The version which we employed, the GHQ-12, has been validated for use with both older (age 17 [2]) and younger (ages 11–15 [35]) adolescents. Although originally conceived as measuring a single dimension, there has been debate over whether it is actually multidimensional. The literature on this, which relates almost entirely to studies of adults, is unclear, and studies have identified one, two and three-factor structures. Differences may result, at least partly, from different scoring and analytic methods [7, 28].

Most two-factor models identify dimensions representing ‘social functioning’ and ‘anxiety and depression’ [6, 31, 40]. ‘Social functioning’ generally includes the ‘positive’ items and ‘anxiety–depression’ ‘negative’ ones, raising the possibility that the factors may have methodological (response set) origins [19]. There may be both cultural and gender differences in the way these factors pattern. Thus, a comparison showed that Latin American adults scored higher than those in the UK, but only on the ‘negative’ items; that is those scoring when the response is ‘more than usual’. The authors suggested this result may have occurred because of cultural differences, symptoms of psychiatric disorder being more socially acceptable in Latin America than the UK [22]. More recently, analyses of an adult UK sample found that females scored higher on the ‘negative’, but not the ‘positive’ factor [19], suggesting it may be more acceptable for females than males to respond ‘more than usual’ to ‘negative’ symptoms.

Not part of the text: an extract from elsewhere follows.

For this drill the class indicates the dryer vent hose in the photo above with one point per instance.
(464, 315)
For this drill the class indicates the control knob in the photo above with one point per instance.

More recent studies, using confirmatory rather than exploratory factor analysis, have generally favoured a three-factor structure to the GHQ-12, particularly a model proposed by Graetz [18], comprising factors including elements of ‘anxiety and depression’ (four ‘negative’ items), ‘anhedonia and social dysfunction’ (six ‘positive’ items) and ‘loss of confidence or self-esteem’ (two ‘negative’ items). This model, which was based on data from a large representative Australian sample of 16–25 year olds, has been supported in confirmatory analyses of samples of adults [7, 24, 28, 31] and adolescents [15].

Analyses

Analyses of change over time in GHQ-12 ‘caseness’ and individual items were based on categorical data, thus binary scoring was used. The cut-off for GHQ ‘caseness’ was defined as 2/3 [2, 16]. In addition, the robustness of the findings in respect of ‘caseness’ was checked with more stringent cut-offs of 3/4 and 4/5.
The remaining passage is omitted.